# 机器人代写｜6CCE3ROB/7CCEMROS COURSE WORK 1

这是一篇美国的Python深度学习**python代写**

**Warm-up (25 points)**

**Answer the following in your own words (read and understand the concepts, do not copy ****answers from the internet): **

**(a.) Why do deep neural networks typically outperform shallow networks? **

**(b.) What are the issues involved in training very deep neural networks from an optimization perspective? **

**(c.) What are the issues involved in training very deep neural networks from computation and memory perspective? **

**(d.) What is a validation dataset used for? **

**(e.) The following learning rate plots show the loss of an algorithm versus time. Label each plot with one of these labels: (i) Low ****learning rate (ii) Optimal learning rate (iii) High learning rate (iv) Very high learning rate **

model_training2

**(f.) What is the following activation function, and why is it used? How is it different from ReLU. **

activation

**(g.) For a minibatch with mean M and variance V, what does batch normalization do? **

**(h.) In one or more sentences, and using sketches as appropriate, contrast: AlexNet, VGG-Net, GoogleNet and ResNet. What was ****one defining characteristic of each? **

**(i.) Define the following terms: (i) Hard attention (ii) Soft attention. Which attention models can be trained with backpropagation ****only? What other training method is required? Briefly explain why. **

**(j.) List 4 transformations that can be applied to images in a dataset to augment the dataset for CNN training. **

**Cross correlation (15 points)**

Implement the 2D cross-correlation process in the cross_corr_2d function, which accepts an input tensor X and a kernel tensor K and returns an output tensor Y. Refer to lecture slides for the details.

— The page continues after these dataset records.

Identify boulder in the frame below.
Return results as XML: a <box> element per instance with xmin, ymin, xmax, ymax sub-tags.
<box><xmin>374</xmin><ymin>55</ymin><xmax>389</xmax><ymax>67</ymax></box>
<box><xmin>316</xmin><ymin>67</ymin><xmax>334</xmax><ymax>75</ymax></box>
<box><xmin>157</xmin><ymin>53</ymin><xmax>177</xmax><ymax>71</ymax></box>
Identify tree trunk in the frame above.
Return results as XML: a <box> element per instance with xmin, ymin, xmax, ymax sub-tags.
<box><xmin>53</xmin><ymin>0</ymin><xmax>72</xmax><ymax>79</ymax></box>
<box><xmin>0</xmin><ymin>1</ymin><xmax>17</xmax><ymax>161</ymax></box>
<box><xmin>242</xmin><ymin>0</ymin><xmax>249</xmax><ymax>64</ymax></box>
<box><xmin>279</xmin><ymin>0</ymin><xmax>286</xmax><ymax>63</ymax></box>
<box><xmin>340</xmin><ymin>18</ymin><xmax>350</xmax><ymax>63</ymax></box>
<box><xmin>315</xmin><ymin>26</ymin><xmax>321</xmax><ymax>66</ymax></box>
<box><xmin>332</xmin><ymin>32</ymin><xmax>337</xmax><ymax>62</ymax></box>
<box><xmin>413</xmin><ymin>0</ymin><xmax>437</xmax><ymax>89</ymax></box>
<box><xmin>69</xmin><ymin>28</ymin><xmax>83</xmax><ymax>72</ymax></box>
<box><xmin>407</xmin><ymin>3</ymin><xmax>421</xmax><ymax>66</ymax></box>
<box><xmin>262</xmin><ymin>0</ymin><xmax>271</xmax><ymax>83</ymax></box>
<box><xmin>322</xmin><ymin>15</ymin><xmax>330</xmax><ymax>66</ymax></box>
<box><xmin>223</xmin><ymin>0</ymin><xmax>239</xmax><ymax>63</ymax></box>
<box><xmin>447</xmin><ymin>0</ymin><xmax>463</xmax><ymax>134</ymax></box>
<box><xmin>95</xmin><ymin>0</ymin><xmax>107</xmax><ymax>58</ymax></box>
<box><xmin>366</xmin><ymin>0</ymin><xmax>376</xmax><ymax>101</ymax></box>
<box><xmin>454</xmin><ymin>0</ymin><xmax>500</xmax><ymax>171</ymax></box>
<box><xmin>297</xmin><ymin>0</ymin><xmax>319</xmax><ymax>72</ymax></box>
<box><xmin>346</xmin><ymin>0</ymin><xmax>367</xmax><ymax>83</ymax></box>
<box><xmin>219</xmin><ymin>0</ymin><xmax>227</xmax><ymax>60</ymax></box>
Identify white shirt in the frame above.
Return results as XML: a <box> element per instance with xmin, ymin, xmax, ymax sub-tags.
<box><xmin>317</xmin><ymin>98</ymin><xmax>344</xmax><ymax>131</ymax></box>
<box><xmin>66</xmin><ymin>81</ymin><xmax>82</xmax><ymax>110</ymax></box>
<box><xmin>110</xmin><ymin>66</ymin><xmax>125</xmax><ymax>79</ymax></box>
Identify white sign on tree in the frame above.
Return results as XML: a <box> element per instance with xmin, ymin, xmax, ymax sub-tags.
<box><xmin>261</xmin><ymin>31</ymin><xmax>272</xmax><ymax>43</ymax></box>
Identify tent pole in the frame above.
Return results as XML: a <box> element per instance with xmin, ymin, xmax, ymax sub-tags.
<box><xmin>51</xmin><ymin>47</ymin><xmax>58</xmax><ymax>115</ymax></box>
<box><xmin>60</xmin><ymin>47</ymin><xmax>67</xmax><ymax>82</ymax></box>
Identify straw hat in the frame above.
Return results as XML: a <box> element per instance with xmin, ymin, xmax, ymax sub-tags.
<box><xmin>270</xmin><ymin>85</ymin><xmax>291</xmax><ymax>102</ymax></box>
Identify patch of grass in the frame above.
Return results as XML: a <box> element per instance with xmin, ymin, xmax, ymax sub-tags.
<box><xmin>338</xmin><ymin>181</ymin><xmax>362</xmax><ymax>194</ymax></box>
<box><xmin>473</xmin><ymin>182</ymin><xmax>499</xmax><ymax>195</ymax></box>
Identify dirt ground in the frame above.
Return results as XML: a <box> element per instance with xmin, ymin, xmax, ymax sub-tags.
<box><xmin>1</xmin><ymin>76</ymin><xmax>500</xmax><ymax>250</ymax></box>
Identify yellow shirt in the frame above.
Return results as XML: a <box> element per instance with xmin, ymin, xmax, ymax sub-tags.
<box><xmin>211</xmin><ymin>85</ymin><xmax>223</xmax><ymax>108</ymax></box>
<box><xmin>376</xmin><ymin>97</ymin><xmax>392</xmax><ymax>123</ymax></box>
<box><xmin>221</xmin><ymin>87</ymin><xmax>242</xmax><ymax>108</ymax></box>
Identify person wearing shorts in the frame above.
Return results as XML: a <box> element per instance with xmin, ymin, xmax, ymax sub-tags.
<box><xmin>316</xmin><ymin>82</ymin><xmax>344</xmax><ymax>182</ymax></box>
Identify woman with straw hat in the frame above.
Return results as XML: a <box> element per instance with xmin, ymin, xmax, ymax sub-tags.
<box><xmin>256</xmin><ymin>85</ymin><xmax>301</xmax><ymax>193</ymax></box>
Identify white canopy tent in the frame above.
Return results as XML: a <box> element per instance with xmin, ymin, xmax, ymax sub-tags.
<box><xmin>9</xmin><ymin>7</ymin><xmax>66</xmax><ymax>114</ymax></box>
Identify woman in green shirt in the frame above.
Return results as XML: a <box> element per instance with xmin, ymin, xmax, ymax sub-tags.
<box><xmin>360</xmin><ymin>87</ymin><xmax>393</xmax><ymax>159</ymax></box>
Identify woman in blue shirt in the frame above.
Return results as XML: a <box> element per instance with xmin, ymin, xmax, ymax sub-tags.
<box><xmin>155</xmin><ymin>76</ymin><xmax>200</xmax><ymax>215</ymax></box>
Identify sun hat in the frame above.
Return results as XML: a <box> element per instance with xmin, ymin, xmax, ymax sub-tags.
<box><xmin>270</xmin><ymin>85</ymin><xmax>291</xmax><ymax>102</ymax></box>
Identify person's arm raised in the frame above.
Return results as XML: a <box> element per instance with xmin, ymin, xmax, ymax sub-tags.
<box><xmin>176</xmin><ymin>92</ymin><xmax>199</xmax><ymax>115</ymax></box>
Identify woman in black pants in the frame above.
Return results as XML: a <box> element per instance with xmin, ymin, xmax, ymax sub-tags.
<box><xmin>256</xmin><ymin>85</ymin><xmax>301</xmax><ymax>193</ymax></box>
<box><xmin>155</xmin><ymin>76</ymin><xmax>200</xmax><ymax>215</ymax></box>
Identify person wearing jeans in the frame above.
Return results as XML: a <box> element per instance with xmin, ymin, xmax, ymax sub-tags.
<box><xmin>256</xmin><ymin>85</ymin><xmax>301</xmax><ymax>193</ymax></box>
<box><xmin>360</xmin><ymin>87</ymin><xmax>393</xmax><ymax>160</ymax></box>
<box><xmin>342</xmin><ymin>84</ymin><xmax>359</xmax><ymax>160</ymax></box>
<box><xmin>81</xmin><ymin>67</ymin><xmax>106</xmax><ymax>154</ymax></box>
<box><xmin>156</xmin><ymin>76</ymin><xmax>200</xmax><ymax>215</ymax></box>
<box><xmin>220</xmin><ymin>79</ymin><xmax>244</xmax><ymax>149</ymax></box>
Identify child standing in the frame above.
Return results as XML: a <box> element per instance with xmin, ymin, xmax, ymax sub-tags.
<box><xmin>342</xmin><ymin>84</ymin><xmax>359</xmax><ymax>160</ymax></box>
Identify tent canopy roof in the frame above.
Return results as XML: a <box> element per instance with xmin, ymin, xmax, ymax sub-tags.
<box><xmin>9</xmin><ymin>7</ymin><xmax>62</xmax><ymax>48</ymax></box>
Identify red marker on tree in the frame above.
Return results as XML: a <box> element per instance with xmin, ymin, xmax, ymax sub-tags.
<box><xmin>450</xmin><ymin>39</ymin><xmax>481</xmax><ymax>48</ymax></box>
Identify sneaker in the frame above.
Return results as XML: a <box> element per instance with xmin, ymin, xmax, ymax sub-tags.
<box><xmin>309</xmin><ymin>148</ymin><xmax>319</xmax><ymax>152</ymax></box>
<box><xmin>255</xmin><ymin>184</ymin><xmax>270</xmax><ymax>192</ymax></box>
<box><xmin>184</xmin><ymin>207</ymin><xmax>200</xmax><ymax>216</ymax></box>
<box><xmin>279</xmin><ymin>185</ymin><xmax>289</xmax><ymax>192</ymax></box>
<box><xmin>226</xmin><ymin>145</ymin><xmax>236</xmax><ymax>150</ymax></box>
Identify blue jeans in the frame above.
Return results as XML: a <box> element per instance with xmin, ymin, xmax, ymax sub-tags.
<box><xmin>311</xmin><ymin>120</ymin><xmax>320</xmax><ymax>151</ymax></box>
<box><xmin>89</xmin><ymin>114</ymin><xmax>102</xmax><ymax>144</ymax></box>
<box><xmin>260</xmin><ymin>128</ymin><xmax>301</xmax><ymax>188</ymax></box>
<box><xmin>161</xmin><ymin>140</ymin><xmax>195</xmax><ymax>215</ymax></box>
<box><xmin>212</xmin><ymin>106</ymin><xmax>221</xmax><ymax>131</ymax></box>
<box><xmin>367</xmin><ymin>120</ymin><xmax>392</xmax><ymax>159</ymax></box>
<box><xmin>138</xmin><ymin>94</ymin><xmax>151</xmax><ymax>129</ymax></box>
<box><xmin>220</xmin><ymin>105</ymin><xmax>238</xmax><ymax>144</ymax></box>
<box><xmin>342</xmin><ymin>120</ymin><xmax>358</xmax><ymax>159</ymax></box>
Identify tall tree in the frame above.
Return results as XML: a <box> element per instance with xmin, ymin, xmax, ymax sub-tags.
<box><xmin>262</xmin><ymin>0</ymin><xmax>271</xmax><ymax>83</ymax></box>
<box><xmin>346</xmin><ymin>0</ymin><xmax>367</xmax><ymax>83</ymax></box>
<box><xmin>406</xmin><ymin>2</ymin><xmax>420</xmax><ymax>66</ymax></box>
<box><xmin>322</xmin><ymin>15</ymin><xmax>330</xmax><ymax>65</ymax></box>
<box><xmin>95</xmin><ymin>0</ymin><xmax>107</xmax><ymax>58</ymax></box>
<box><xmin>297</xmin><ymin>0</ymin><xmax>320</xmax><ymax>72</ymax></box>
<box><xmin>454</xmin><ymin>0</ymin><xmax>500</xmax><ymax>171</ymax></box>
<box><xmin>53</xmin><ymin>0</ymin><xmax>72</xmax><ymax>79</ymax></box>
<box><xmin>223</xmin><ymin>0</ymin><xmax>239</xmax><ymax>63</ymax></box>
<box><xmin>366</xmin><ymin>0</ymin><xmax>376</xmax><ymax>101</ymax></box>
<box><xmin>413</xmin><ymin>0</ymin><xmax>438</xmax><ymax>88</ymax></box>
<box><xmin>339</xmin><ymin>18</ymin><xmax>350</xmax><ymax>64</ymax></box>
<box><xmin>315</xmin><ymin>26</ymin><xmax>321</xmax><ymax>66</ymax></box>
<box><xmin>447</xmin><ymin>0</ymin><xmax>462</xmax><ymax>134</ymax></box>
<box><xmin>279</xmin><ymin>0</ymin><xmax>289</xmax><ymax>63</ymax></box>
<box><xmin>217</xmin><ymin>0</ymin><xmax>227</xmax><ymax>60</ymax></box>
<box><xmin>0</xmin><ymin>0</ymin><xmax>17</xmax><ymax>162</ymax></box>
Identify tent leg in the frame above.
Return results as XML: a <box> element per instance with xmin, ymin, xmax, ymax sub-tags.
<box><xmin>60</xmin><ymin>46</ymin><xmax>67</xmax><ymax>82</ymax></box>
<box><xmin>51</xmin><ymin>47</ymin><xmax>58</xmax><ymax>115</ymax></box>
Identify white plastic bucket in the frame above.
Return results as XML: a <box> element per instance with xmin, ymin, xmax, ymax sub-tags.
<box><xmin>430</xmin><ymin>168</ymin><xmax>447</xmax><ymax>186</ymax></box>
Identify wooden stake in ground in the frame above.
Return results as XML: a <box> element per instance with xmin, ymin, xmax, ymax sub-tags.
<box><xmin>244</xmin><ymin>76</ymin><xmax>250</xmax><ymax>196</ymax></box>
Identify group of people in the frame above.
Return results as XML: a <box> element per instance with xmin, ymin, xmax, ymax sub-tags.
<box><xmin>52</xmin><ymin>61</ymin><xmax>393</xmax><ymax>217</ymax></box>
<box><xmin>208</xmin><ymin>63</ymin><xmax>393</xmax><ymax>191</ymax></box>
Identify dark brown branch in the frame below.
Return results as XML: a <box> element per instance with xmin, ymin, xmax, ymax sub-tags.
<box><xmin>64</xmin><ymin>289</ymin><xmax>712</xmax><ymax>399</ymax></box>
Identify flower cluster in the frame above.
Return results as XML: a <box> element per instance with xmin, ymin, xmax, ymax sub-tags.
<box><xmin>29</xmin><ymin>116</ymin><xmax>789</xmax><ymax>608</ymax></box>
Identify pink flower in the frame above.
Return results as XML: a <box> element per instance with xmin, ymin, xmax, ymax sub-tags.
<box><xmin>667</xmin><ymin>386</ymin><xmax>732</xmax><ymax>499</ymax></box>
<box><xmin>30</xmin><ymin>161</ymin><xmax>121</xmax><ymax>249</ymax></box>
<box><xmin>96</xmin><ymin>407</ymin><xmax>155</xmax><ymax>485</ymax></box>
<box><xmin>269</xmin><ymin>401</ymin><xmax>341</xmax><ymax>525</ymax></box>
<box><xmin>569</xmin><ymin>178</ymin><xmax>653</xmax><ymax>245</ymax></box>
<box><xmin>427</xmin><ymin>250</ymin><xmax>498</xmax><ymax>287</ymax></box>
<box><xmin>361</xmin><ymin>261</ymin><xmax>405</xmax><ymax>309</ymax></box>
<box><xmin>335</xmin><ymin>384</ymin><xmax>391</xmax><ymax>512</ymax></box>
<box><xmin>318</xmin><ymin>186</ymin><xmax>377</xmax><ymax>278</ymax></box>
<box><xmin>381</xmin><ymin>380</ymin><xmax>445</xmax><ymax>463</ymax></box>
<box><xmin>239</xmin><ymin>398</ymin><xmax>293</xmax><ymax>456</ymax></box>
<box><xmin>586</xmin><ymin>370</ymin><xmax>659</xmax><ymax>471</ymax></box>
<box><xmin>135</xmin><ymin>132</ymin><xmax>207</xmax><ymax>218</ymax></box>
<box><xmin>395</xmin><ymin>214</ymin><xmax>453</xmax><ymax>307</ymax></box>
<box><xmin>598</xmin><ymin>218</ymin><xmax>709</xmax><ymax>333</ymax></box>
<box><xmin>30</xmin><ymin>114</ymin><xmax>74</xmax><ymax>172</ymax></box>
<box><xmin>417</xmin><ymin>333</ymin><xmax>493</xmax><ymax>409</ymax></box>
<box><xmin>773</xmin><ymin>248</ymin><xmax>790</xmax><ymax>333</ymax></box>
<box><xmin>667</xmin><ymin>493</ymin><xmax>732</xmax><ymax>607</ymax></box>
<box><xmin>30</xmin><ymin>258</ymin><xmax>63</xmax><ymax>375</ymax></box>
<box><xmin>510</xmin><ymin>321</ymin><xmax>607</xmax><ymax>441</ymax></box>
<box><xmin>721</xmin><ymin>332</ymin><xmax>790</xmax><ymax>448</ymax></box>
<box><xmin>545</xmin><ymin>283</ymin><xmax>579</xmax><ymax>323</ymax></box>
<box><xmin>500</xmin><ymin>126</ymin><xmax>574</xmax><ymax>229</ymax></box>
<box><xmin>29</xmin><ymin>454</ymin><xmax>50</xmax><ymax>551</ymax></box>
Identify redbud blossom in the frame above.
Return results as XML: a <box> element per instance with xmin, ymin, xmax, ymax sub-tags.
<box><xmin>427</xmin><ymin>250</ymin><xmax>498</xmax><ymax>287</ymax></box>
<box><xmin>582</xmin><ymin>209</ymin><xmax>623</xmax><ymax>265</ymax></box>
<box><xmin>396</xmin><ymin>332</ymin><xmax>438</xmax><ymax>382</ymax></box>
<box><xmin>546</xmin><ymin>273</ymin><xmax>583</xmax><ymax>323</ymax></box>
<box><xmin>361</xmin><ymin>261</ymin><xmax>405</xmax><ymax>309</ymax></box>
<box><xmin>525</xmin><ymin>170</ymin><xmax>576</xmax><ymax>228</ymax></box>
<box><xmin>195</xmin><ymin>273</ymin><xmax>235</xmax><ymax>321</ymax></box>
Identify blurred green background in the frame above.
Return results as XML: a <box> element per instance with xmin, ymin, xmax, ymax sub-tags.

In [2]: **def **cross_corr_2d(X, K):

“””

Computes the 2D cross-correlation operation

Inputs:

– X: Input data

– K: The kernel tensor

Returns:

– Y: The output tensor after performing cross-correlation

“””

*# TODO: Implement the 2D cross-correlation here # *

**pass **

*# END OF YOUR CODE # *

Y **= ****None **

**return **Y

In [3]:

*# Example *

X **= **torch**.**tensor([[0.0, 5.0, 8.0], [2.0, **–**1.0, 4.0], [4.0, 3.0, 7.0]])

K **= **torch**.**tensor([[5.0, **–**1.0], [3.0, 1.0]])

cross_corr_2d(X, K)

**Spatial batch-norm (25 points)**

One way to make deep networks easier to train is to use more sophisticated optimization procedures such as SGD+momentum, RMSProp,or Adam. Another strategy is to change the architecture of the network to make it easier to train. One idea along these lines is batch normalization which was proposed by [1].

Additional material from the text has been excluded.